Saving for retirement is a very smart financial decision to make.  It may seem like a long way off to younger people, but it is very important to plan for your future.  It becomes even clearer to people nearing the age of retirement just how important retirement accounts are.  

There are three popular types of retirement accounts to consider when thinking about where to put your money for your future:  401k, Traditional IRA and Roth IRAs.  Let’s take a look at each type with a little more detail.

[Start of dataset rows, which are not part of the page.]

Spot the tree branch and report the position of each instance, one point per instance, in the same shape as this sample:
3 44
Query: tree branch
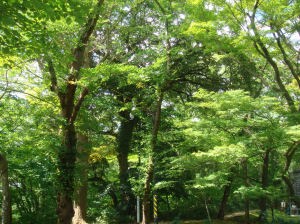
6 86
84 38
53 76
78 104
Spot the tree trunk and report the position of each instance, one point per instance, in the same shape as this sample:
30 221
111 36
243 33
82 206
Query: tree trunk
150 169
80 202
6 197
264 184
225 197
247 202
289 155
69 111
126 205
262 50
66 165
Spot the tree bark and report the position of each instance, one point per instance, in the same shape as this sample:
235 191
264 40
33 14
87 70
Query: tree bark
6 197
264 184
150 169
224 201
262 50
247 202
126 205
80 202
69 111
285 175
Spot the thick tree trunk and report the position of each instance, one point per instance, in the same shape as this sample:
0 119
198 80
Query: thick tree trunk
150 169
6 197
264 184
69 111
80 202
126 205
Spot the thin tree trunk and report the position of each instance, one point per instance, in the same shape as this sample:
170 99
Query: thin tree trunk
262 49
6 197
247 202
126 206
150 169
80 202
285 176
264 184
224 201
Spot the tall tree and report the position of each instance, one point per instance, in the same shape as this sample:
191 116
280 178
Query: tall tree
69 111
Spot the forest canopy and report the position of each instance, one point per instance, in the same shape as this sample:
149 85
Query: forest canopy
145 110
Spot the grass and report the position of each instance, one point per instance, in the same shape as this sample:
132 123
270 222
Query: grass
238 218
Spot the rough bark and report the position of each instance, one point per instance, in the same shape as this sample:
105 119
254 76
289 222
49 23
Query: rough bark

Perhaps the most straightforward of the three is the 401k.  The 401k is a retirement plan that allows eligible employees of a company to save for their retirement on a tax deferred basis. The contributions that the employees make towards their account are deducted from their salary pre-tax.  Only employers can sponsor a 401k account, an individual can’t open one up on their own.

Traditional IRA

A Traditional IRA account is for anyone with an earned income that is under the age of 70 ½ .  With this kind of account your contributions are tax-deductible on your state and federal tax returns the year you make the contributions.  You can only contribute $5,500 ($6,500 if you’re age 50 or older) per year with this kind of account.  When you withdraw your money, it is taxed at normal rates.  When you get to the age of 70 ½ , you must take at least a minimum mandatory withdrawal from your account whether you need the money or not.

Roth IRA

A Roth IRA is a retirement account that allows a person to save for retirement as long as they are under certain income brackets.  If you are single and make under $133,000 per year, you can open a Roth IRA.  For married couples, your earned income must be under $196,000 per year.  Like the traditional IRA, you can only contribute $5,500 ($6,500 if you’re age 50 or older) per year. With Roth IRA accounts, both the earnings on the account and the withdrawals after age 59 ½ are tax-free.  You don’t ever have to withdraw your money from a Roth IRA account if you don’t want to.  If you have enough income from other places, you could let your Roth IRA grow tax-free for most of your life, making the account an ideal wealth transfer tool.

There is a lot to consider when thinking about saving for retirement.  Different accounts hold different pros and cons that depend on your individual needs.  Always research and be knowledgeable about how you are going to save for your future.